Marie-Morgane DUCHEMIN, 22 ans, éducatrice de jeunes enfants au Jardin d'éveil Pilotin à Clamart, apprentie à Saint Honoré.

Qu'est-ce qui a motivé le choix de cette formation ?
« J'ai toujours eu le sens du contact avec les enfants et un esprit d'imagination. Ce qui me plaît dans cette formation c'est justement que par le jeu et les activités d'éveil, on permet aux tout-petits de s'épanouir, de stimuler les potentialités affectives et artistiques et de s'initier à la vie en société. Il faut avoir de l'affection pour les enfants sans tomber dans la sensiblerie. Il faut en fait avoir beaucoup de patience et créativité.
Bien qu'ayant réussi l'épreuve écrite au concours EJE (Educateur de Jeunes Enfants), je n'avais pas d'employeur. J'ai dû attendre un an pour trouver une structure qui m'accepte comme apprentie. Pendant ce temps, j'ai été auxiliaire de vie sociale pour des enfants en difficulté. Une expérience enrichissante qui m'a permis d'être confrontée à des problèmes comportementaux d'enfants.
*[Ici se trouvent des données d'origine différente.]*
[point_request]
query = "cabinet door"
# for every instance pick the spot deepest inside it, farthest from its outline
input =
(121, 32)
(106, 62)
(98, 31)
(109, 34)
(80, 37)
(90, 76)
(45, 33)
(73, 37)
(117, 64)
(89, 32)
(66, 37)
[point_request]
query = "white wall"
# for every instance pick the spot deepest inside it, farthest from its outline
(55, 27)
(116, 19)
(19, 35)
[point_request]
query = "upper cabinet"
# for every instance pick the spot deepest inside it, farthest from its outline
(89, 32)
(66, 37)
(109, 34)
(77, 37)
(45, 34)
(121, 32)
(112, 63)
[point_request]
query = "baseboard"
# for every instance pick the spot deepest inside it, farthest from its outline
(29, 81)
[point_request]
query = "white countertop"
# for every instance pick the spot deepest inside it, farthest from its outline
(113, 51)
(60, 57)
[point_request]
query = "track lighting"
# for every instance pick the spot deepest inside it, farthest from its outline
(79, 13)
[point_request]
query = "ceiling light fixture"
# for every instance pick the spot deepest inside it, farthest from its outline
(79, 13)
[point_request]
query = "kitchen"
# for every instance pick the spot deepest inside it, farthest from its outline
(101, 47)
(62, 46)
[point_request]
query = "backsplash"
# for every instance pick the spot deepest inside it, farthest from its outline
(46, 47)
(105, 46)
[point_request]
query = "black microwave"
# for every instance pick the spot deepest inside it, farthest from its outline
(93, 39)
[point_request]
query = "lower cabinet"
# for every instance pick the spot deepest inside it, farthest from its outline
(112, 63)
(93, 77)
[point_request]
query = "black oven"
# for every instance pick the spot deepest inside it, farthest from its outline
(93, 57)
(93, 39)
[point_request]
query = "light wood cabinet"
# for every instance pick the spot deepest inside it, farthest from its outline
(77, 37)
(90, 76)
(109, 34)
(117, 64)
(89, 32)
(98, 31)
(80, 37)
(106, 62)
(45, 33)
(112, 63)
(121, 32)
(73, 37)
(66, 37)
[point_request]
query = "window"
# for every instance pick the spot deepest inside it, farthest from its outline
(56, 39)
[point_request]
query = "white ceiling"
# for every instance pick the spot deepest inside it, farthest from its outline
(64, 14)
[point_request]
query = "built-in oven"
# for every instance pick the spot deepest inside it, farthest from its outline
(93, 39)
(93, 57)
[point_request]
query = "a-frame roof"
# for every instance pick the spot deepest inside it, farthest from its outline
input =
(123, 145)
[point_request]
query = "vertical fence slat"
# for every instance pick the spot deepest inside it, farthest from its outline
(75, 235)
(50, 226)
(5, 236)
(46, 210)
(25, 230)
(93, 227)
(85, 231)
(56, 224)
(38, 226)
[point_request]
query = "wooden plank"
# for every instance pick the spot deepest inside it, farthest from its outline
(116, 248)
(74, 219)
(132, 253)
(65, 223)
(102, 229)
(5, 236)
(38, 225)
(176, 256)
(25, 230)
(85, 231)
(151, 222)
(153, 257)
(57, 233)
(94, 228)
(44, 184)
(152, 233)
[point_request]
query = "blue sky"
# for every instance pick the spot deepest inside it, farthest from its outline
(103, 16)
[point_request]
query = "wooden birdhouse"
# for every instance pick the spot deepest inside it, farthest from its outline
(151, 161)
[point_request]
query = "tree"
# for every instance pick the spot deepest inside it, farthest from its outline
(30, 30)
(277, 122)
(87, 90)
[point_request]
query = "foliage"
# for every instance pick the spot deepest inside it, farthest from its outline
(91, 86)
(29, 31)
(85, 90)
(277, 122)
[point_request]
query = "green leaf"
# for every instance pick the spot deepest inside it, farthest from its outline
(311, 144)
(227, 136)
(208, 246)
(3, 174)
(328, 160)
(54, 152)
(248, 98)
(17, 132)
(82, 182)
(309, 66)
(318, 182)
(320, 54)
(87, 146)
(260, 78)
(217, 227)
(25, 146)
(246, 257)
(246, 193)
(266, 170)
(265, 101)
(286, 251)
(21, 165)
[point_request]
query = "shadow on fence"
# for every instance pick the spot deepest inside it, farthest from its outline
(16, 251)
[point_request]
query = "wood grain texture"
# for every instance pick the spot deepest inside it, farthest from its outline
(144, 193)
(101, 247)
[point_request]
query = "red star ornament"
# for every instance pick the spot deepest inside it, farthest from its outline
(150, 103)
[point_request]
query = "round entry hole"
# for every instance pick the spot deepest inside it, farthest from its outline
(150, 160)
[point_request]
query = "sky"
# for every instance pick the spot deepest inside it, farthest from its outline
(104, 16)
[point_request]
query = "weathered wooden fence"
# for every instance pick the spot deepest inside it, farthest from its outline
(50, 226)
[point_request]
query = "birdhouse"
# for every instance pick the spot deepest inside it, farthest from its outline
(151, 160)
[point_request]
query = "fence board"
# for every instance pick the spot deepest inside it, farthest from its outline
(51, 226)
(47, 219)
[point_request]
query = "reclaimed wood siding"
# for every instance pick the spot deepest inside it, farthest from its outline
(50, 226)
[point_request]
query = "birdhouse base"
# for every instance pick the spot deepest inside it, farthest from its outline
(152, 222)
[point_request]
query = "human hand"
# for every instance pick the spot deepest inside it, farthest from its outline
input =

Car le métier d'EJE ne consiste pas seulement à "éduquer" des enfants mais aussi à détecter d'éventuels problèmes.
Pendant ma formation, j'ai réalisé les deux stages dans une crèche collective municipale du Val d'Oise et dans une halte-garderie de Boulogne-Billancourt.»

Pourquoi avoir choisir le contrat d'apprentissage ?
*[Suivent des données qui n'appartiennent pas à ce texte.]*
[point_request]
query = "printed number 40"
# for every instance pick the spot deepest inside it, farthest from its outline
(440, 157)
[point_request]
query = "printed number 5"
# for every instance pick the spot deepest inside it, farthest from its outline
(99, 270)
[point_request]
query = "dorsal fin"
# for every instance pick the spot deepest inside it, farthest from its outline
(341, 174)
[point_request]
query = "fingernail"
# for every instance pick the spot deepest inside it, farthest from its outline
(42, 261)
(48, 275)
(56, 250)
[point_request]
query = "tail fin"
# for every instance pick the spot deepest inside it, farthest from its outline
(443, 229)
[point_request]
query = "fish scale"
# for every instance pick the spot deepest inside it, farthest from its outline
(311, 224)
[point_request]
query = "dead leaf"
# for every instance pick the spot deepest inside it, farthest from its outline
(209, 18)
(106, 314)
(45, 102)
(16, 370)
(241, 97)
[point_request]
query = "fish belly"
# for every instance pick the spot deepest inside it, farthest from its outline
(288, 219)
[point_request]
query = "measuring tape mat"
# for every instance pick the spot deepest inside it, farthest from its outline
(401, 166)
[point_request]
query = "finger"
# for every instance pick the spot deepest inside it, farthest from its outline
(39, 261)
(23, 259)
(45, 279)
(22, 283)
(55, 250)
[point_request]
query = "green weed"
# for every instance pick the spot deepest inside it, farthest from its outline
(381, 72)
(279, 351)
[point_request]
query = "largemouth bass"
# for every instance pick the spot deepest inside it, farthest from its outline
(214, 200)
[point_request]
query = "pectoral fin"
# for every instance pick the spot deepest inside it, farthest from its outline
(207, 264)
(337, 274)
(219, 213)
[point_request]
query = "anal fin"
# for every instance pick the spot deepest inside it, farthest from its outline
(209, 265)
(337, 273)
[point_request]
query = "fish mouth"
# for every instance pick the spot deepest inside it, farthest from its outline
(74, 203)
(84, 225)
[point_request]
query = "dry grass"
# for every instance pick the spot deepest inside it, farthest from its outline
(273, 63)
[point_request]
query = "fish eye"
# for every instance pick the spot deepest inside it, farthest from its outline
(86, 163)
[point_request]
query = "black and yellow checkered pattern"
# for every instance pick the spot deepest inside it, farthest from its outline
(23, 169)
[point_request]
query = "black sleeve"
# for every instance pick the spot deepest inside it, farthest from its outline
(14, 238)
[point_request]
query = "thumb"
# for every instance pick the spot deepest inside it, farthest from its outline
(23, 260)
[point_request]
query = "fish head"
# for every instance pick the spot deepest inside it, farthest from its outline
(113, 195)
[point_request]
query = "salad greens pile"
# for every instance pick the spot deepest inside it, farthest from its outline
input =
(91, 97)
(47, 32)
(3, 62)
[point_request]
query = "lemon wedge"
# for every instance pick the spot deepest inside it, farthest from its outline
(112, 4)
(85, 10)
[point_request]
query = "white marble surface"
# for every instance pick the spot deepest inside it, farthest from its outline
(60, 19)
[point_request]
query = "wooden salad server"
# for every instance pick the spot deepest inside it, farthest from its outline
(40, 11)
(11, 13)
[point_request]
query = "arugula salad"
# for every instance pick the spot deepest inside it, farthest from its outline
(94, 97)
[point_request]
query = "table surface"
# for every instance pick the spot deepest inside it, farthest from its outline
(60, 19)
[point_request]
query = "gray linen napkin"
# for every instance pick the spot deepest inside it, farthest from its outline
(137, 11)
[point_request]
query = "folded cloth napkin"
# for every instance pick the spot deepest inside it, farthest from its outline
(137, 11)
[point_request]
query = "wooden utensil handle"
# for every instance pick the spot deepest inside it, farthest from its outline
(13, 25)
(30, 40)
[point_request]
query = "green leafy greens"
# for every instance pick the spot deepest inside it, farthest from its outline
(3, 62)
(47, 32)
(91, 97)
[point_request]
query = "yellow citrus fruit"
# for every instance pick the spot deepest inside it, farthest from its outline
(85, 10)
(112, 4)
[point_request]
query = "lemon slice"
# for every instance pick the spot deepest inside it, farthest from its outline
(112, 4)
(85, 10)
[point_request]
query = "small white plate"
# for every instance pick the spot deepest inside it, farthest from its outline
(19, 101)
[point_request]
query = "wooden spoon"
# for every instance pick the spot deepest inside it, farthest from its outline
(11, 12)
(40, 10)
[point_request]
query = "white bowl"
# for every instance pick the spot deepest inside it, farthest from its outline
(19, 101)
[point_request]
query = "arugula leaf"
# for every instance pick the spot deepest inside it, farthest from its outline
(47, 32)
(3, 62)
« Avec le contrat d'apprentissage, vous êtes très vite confrontée à toutes les réalités du métier. Après trois journées pédagogiques, j'ai embrayé directement par trois semaines chez mon employeur le Jardin d'Eveil Pilotin à Clamart (92) qui accueille une trentaine d'enfants. La structure est petite. S'occuper de huit enfants, c'est lourd au quotidien. Au départ, il m'a fallu apprendre à contenir les enfants. Quand une moitié veut une activité et l'autre non. Et puis, il y a les parents avec qui il faut construire une relation de confiance. Là aussi, l'expérience compte beaucoup, pour maîtriser le dialogue. Car il y a des choses à dire ou à ne pas dire.
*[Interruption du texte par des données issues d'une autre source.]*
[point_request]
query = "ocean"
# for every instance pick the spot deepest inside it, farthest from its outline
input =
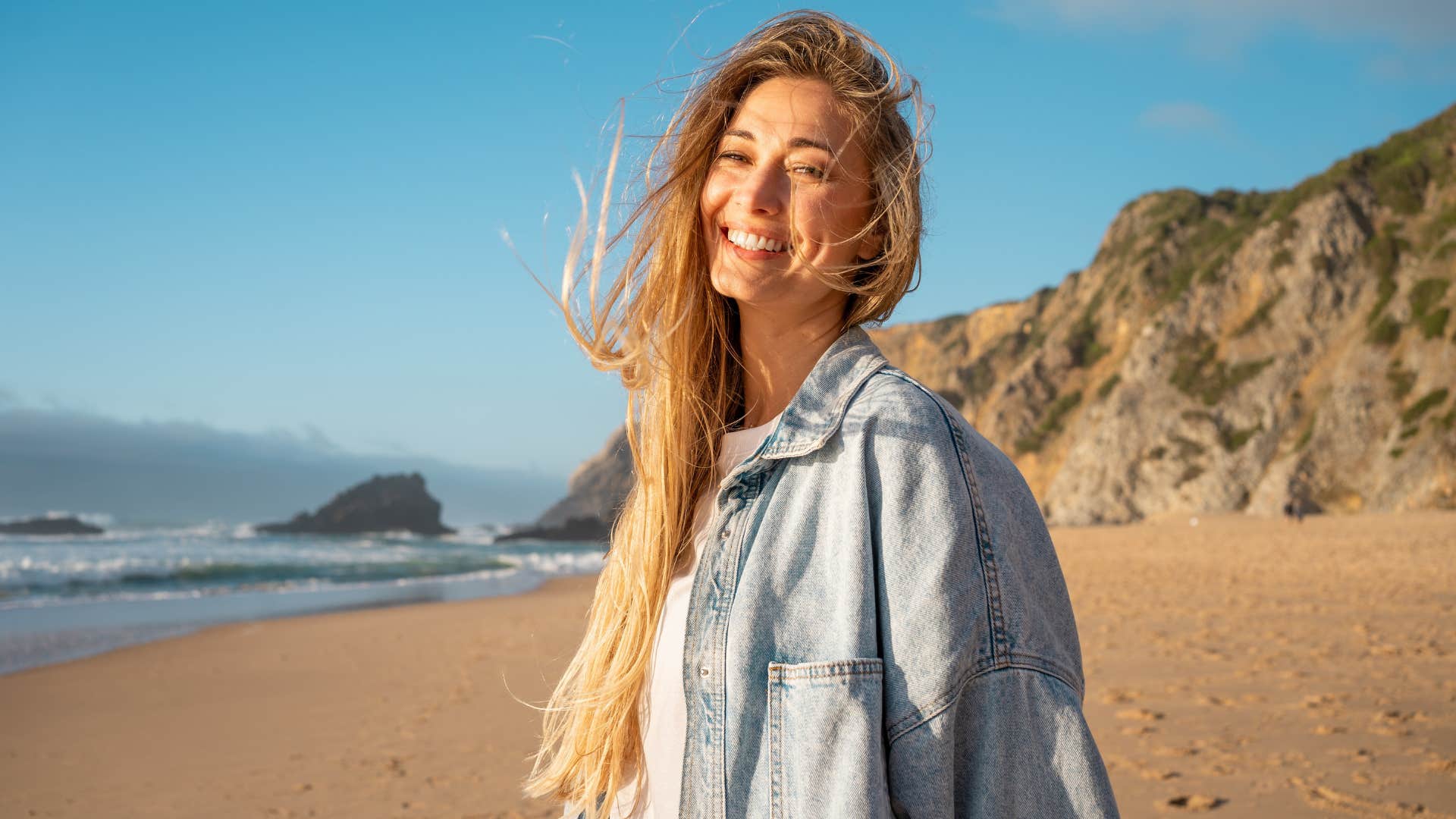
(63, 598)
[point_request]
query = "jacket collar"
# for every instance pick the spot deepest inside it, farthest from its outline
(819, 407)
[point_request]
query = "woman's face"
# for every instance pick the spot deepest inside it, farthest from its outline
(788, 158)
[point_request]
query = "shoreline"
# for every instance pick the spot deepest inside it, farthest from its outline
(71, 630)
(1245, 665)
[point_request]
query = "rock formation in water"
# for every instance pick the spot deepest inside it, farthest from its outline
(69, 525)
(595, 494)
(384, 503)
(1231, 350)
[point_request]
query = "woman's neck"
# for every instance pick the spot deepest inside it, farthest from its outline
(778, 354)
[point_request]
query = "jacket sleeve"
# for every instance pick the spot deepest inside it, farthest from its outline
(1012, 744)
(983, 668)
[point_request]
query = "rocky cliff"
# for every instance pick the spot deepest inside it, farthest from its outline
(1225, 352)
(384, 503)
(1228, 352)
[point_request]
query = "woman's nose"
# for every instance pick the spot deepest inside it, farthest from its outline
(764, 190)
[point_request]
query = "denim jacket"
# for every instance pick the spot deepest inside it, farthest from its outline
(880, 626)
Surtout le contrat d'apprentissage permet d'avoir un statut de salarié et l'expérience du terrain. Et c'est vraiment une chance par rapport aux étudiants en voie classique. A chaque retour en cours, nous avons un groupe d'analyse de pratiques. Par groupe de dix, avec un enseignant, on revient sur notre quotidien professionnel. Les aspects de communication dans les équipes sont les problèmes qui remontent le plus souvent. Nous passons en effet l'essentiel de notre temps avec les enfants et la communication se fait mal parfois entre les adultes membres de l'équipe. Et puis, il y a d'autres problèmes plus délicats auxquels nous pouvons être confrontés comme la maltraitance. Elle peut être le fait des parents ou de professionnels en situation de fragilité psychologique… Et là on a vraiment besoin de conseils. Pouvoir revenir en cours sur ces aspects est essentiel.»